But all this good news and optimism is curbed with contrary behavior.

While 78% of 401(k) plan participants think that the market will be in the same or better shape in five years than it is today, nearly half (49%) are currently investing more conservatively than they did five years ago.

"Participants are afraid of losing their retirement savings and are shying away from making more aggressive allocations," says Fredrik Axsater, senior managing director and global head of defined contribution, SSgA. "This is particularly concerning for younger investors who may not understand how a conservative approach can limit the growth needed to fund retirement."

An impressive 79% of investors have maintained or increased their contribution levels since the financial crisis, which could fuel larger returns. But at the same time participants are dialing down the risk in their portfolios by adding larger percentages of fixed income investments.

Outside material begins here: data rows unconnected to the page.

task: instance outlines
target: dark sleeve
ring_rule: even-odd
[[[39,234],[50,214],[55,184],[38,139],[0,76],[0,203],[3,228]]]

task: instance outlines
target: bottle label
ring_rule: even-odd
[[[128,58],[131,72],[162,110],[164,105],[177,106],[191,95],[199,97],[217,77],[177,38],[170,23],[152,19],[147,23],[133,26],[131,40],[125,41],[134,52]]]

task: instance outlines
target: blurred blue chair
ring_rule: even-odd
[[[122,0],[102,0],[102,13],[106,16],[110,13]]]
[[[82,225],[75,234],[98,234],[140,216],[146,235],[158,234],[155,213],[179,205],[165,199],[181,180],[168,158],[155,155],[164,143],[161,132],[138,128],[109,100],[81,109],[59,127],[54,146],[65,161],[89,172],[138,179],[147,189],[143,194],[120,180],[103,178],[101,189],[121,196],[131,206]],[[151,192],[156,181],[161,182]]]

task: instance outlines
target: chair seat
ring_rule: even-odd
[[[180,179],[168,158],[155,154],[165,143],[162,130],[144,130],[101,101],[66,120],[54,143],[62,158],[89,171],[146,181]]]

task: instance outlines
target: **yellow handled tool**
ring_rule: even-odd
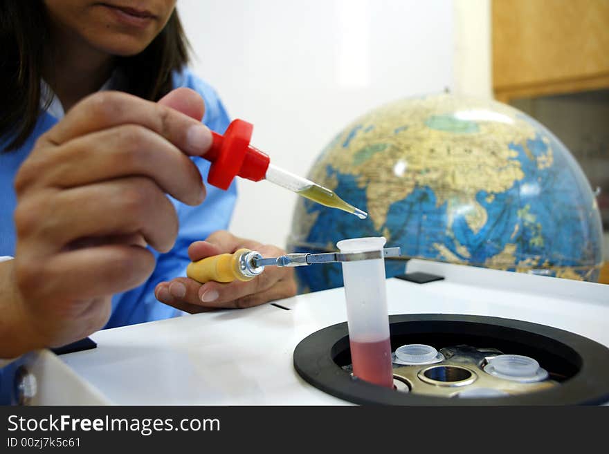
[[[245,248],[233,254],[207,257],[191,263],[186,268],[186,276],[201,283],[251,281],[264,269],[264,267],[253,265],[257,258],[262,258],[260,254]]]
[[[399,257],[399,247],[385,247],[382,251],[366,252],[325,252],[322,254],[287,254],[278,257],[262,258],[259,252],[240,249],[233,254],[221,254],[191,263],[186,268],[186,276],[205,283],[209,281],[233,282],[251,281],[264,271],[265,266],[300,267],[313,263],[352,262],[360,260]]]

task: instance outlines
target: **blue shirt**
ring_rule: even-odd
[[[208,84],[185,70],[173,74],[173,86],[192,88],[203,97],[206,111],[203,122],[210,129],[223,133],[230,120],[224,106],[215,91]],[[15,231],[13,211],[17,201],[13,188],[15,176],[26,160],[37,138],[58,120],[48,112],[43,112],[35,128],[25,143],[17,150],[0,153],[0,256],[15,256]],[[6,140],[0,141],[3,149]],[[210,163],[201,158],[193,158],[204,181],[207,180]],[[146,282],[139,287],[114,295],[112,298],[112,313],[104,328],[113,328],[133,323],[159,320],[180,314],[178,310],[163,304],[154,297],[154,287],[159,282],[185,276],[186,266],[190,263],[187,249],[193,241],[205,239],[216,230],[228,228],[235,207],[237,189],[235,182],[227,191],[206,185],[207,196],[197,207],[185,205],[170,197],[176,209],[179,230],[175,245],[166,254],[152,251],[156,258],[154,271]],[[0,370],[0,404],[6,404],[5,393],[7,374]],[[2,377],[4,375],[5,377]]]

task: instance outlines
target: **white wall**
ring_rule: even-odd
[[[302,176],[331,138],[369,109],[454,90],[462,8],[453,0],[178,1],[195,72],[231,117],[254,124],[253,144]],[[284,246],[297,196],[266,182],[239,179],[239,187],[231,230]]]

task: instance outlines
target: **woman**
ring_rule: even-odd
[[[184,68],[175,3],[0,7],[0,256],[15,257],[0,263],[1,358],[296,293],[293,274],[275,267],[248,283],[174,278],[242,247],[283,252],[223,231],[234,184],[201,182],[208,163],[191,157],[229,120]]]

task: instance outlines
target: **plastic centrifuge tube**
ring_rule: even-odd
[[[347,323],[353,374],[393,388],[389,315],[387,310],[383,237],[339,241],[343,254],[379,251],[381,258],[343,262]]]

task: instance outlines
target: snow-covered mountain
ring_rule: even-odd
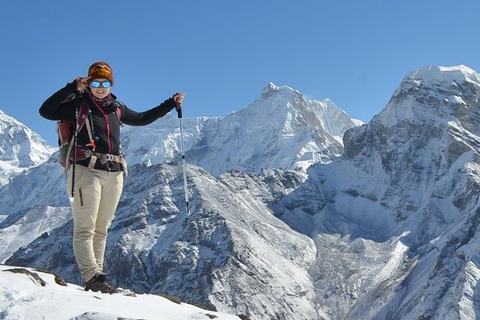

More than a third of participants said that bonds help minimize the impact of inflation, when in fact bond returns are highly vulnerable to inflation increases.

State Street is urging plan sponsors to take advantage of market optimism and encourage participants to continue saving more but also to develop communications campaigns focused on bonds to help alleviate any misunderstandings investors may have about the conservative investment options available.

Employers are also encouraged to assess portfolios and identify participants who have investments out of line with the age-appropriate allocations. Plan sponsors should also build stronger core offerings and ensure that the plan menu is simple and easy to understand. Employers should also ask investors to consider target date funds that help participants transition their accumulated savings to a retirement income focus.